Movie Review: Lust, Caution
This is one of those movies that the less is said about it, the better.
I liked it.
It is staying with me, persistently urging itself like a child tugging at my dress whenever I see a certain shade of blue or whenever I apply my usual red lipstick. It is not a film of great visual scope--unlike Brokeback Mountain, which depended on the wide horizontal frame of Wyoming to encourage a different sort of openness. This was a movie of coat hems, mahogany banisters, hats, cigarettes, mahjong tiles, and lipstick stains on coffee cups. This is a movie that focused on the very particular things that encroach on the mind and heart until you give up in resignation or abandonment. I woke up thinking about it.

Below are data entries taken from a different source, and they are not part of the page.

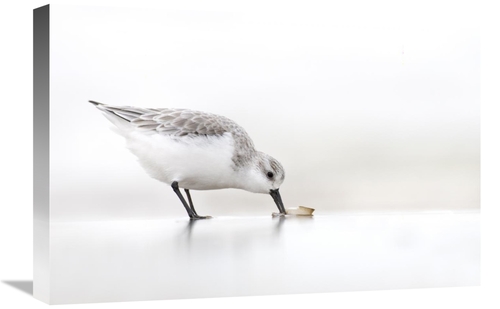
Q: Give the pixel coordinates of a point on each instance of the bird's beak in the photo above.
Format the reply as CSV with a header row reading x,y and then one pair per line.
x,y
277,199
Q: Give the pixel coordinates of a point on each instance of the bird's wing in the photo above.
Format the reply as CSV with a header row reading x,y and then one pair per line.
x,y
169,121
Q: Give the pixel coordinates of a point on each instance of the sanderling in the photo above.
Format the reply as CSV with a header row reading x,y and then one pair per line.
x,y
195,150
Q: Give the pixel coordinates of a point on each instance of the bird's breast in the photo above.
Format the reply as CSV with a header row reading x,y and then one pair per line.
x,y
195,162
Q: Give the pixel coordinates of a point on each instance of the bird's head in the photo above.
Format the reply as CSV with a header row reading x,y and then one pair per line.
x,y
265,175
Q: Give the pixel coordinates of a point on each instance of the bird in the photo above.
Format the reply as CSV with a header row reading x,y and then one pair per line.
x,y
195,150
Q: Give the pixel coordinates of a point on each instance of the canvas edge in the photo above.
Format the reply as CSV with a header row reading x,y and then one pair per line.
x,y
41,158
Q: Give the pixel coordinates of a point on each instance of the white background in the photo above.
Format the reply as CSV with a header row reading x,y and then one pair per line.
x,y
16,202
381,117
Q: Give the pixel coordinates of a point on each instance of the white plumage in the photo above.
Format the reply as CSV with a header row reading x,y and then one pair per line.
x,y
196,151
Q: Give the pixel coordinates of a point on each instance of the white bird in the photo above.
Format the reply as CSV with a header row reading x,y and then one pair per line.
x,y
195,150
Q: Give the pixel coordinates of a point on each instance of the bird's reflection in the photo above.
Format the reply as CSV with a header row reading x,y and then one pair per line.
x,y
280,221
237,235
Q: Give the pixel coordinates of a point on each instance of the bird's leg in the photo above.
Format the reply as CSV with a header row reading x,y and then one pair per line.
x,y
192,214
190,200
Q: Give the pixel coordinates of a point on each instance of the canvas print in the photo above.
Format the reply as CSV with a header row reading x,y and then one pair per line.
x,y
195,154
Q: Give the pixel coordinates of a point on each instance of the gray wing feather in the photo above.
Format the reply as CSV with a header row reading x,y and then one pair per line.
x,y
182,122
170,121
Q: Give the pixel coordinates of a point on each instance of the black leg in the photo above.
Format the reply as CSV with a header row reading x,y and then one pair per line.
x,y
190,200
192,214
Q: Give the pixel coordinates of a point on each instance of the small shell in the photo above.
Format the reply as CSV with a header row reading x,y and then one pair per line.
x,y
300,211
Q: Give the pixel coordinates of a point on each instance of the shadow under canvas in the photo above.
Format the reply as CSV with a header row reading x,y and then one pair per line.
x,y
25,286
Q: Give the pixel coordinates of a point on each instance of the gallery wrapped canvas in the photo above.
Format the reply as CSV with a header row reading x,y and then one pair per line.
x,y
188,154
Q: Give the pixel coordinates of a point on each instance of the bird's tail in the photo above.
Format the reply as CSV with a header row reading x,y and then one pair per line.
x,y
117,116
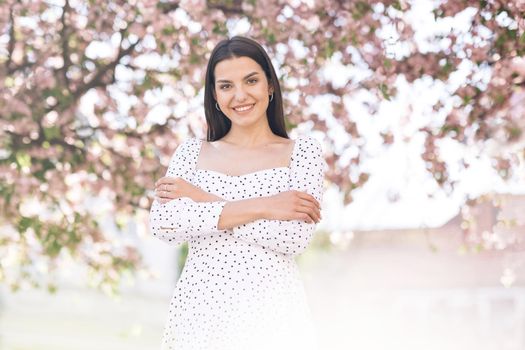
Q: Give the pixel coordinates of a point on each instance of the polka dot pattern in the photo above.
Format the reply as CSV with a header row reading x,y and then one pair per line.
x,y
240,288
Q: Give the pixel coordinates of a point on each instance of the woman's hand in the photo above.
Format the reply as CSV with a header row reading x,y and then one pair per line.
x,y
292,205
168,188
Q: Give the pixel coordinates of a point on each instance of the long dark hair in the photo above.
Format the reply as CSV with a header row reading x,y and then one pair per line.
x,y
238,46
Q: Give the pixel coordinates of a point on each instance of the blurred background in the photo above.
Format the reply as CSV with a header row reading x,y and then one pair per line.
x,y
419,106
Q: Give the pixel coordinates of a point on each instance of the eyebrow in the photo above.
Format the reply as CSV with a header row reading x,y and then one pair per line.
x,y
246,77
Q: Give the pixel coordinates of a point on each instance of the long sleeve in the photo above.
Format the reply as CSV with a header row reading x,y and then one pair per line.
x,y
291,237
181,219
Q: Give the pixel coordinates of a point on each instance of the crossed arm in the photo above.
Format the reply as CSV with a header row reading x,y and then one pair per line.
x,y
183,219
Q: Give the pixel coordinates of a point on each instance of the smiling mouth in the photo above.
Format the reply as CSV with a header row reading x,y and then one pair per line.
x,y
244,108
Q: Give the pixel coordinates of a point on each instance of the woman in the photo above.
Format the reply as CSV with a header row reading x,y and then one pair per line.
x,y
247,201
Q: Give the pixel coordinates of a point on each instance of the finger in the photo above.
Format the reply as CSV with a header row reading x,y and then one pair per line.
x,y
310,211
310,198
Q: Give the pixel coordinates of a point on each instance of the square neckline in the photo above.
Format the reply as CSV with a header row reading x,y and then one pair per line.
x,y
261,171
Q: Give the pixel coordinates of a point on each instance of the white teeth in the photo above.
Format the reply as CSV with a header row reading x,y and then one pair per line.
x,y
242,109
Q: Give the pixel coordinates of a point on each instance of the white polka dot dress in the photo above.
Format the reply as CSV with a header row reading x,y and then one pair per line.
x,y
240,288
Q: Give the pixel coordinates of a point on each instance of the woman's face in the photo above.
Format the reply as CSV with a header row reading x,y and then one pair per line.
x,y
242,90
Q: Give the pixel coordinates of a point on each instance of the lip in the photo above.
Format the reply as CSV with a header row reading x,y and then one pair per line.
x,y
246,105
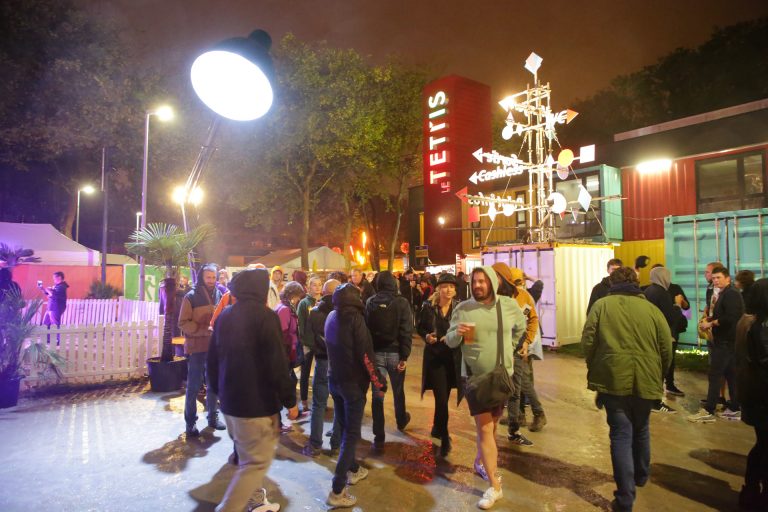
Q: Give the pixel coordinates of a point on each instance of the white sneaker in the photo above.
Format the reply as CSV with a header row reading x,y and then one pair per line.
x,y
703,416
354,477
341,500
730,415
489,498
264,506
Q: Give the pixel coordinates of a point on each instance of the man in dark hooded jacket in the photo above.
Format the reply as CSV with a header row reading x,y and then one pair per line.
x,y
389,318
657,294
350,372
194,321
602,288
316,328
248,370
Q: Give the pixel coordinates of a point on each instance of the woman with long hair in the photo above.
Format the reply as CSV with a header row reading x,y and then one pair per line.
x,y
441,365
752,390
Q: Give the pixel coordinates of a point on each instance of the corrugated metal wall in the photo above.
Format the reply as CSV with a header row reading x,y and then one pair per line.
x,y
578,268
738,239
627,252
569,271
651,197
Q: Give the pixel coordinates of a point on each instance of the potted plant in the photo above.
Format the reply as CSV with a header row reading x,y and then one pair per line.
x,y
16,326
166,245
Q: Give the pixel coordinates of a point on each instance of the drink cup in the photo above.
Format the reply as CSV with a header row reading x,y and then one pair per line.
x,y
469,336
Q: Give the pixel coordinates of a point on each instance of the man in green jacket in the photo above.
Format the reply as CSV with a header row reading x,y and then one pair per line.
x,y
628,348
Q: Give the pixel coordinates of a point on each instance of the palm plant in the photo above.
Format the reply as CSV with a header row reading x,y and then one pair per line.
x,y
167,245
16,326
13,257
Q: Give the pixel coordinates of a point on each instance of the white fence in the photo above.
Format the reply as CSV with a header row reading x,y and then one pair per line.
x,y
98,353
81,312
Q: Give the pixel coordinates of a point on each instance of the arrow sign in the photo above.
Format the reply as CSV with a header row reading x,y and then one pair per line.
x,y
462,194
495,158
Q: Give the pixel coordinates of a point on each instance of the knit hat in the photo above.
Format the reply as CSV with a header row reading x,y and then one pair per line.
x,y
446,278
512,275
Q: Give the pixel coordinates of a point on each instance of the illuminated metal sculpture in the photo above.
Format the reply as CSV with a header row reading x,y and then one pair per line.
x,y
530,117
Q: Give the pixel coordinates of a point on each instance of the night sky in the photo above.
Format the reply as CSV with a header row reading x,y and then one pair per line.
x,y
584,44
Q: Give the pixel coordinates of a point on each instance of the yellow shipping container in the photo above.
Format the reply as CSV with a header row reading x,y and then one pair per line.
x,y
627,252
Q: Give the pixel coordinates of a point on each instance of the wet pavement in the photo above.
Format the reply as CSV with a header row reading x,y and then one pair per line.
x,y
123,448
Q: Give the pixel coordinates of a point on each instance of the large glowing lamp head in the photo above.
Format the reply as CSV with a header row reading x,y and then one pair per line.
x,y
234,78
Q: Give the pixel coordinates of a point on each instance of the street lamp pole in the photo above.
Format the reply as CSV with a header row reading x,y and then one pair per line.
x,y
163,113
88,190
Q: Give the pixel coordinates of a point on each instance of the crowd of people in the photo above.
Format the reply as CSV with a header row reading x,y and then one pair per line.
x,y
247,336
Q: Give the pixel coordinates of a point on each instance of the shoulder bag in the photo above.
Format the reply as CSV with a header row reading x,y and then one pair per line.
x,y
492,389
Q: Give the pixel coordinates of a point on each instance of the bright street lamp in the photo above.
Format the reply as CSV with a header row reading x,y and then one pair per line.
x,y
88,189
163,113
138,225
233,77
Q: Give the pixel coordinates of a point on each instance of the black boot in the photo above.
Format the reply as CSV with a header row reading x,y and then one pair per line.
x,y
445,445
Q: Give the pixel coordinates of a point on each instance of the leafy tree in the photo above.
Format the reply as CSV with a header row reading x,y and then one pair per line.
x,y
729,69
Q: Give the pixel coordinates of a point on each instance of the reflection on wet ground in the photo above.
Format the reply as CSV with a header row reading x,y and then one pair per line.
x,y
124,448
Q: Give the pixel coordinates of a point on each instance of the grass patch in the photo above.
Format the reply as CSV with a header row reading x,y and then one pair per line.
x,y
693,360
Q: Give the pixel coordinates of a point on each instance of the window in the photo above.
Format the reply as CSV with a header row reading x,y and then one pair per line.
x,y
475,235
731,183
584,224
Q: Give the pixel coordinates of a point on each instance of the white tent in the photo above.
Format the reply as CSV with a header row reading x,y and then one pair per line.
x,y
321,259
49,244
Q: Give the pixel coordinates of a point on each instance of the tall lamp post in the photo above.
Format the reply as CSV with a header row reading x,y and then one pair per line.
x,y
234,79
163,113
88,189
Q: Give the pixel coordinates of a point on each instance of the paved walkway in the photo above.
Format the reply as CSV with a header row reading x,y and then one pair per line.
x,y
122,449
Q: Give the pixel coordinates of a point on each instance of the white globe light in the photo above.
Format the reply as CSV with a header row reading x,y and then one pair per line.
x,y
231,85
559,202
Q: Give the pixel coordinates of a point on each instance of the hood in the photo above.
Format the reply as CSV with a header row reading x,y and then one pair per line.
x,y
325,304
386,282
492,277
347,295
661,276
251,284
200,284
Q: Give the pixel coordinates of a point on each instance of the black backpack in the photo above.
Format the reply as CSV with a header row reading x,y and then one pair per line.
x,y
383,322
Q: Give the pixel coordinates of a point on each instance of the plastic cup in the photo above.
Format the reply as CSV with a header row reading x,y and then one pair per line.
x,y
469,336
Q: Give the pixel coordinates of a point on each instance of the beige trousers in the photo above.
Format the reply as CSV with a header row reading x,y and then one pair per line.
x,y
255,441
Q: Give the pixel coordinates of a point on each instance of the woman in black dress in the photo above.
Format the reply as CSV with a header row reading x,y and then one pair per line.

Sexual politics map onto real world politics in a ridiculous, ill-fitting way. But they nevertheless map on, as it is not difficult to extend the metaphor of women used as pawns in war as well as love. The brutality, misogyny, and masochism inflicted on the naive-yet-cunning lead actress--by both her lover and her Resistance leaders--is it any wonder that she did herself in? Whose sacrifice? Whose side was she on? Certainly not her own. Perhaps she was really in love in a naive sort of way, perhaps she succumbed to a Stockholm-like perverse sympathy to her lover/abuser, or perhaps she finally realized her Resistance leaders did not care for her--or perhaps all of the above.
This movie makes no grand moralizing statements, but it does ask these questions. I have no answers.
But I do have lingering visual memories that suggest one sort of answer above another, because taken in the aggregate, a series of images and moments tell as much of a story as a grand narrative with a big statement set against a wide vista (and yes, I loved Brokeback Mountain).